1,071 subjects with a complete follow-up of over 6 years were evaluated with a comparative assessment of the three anthropometric variables, namely WHtR, WC and body mass index (BMI). WHtR≥ 0.5 had the highest sensitivity for the identification of MetS, both in males and females (94.1% and 86.7% respectively). WHtR was of reduced specificity, occurring, yet less frequently (17.7% in males and 30% in females), in patients without MetS. By contrast, enlarged WC occurred with a lower frequency in male patients who developed MetS (30.2%) whereas in females, frequency was higher than in males (69.3%). Finally, a BMI≥ 25 kg/m2 had intermediate sensitivity and specificity regardless of gender. WC showed the highest odds ratio (2.62, 95%CI: 1.18–5.78) for the prediction of CV occurrence.

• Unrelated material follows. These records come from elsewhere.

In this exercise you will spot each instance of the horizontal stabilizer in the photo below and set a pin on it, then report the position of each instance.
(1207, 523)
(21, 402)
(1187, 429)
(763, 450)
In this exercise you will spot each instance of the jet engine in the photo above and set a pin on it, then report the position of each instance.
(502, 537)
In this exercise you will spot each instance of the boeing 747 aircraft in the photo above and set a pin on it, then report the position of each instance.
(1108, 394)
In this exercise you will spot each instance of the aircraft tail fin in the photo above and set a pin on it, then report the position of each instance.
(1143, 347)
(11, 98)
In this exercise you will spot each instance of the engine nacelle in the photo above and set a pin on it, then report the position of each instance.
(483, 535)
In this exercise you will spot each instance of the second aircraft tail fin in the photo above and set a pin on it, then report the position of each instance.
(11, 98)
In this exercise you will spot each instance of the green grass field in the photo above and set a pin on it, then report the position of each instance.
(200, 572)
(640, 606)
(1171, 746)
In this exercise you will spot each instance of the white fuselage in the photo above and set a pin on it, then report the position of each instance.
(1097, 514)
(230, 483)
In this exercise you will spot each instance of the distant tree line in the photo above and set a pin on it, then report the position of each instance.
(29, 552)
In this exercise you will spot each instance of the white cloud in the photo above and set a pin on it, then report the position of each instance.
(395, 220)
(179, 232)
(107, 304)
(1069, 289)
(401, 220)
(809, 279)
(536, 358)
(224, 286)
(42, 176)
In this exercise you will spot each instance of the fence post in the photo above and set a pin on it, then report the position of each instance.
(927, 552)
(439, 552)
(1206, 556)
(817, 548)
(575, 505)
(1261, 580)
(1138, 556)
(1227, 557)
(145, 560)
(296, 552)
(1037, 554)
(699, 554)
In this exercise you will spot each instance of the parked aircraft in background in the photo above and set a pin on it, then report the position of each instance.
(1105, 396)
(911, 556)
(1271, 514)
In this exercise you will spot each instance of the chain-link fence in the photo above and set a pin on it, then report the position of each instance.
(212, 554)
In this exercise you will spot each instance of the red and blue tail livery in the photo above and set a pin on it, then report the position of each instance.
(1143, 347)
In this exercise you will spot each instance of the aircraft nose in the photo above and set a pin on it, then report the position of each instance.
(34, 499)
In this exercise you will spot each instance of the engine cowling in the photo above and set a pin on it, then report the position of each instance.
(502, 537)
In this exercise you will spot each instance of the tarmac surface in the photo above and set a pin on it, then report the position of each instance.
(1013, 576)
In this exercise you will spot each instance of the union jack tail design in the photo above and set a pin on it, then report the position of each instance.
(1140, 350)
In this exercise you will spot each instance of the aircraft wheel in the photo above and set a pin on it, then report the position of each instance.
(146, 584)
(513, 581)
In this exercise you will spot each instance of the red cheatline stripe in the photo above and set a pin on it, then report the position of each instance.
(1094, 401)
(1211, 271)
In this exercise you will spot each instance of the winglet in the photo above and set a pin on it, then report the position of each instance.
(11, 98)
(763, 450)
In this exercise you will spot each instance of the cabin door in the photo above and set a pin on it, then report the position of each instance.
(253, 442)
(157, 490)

The present study confirms WHtR as an excellent screening tool in identifying MetS carriers, but, different from reports in other countries, it shows a lower specificity in our population.
The profile of Metabolic Syndrome (MetS), ie the association of biochemical features (low high-density lipoprotein (HDL) cholesterol, hypertriglyceridemia and hyperglycemia), body variable (i.e. waist circumference (WC) ≥ 102 cm in male and ≥ 88 cm in female) and elevated blood pressure (BP), is widely accepted. There is, however, some variability in the diagnostic criteria, particularly relative to the body variable/s . Further, the assessment of the relative influence of each risk factor on the cardiovascular (CV) risk has led to partially discordant conclusions . Indeed, hypertension is likely to be the most significant MetS variable associated with arterial disease ; while other authors favor low HDL-C , and some others abdominal obesity  or hyperglycemia .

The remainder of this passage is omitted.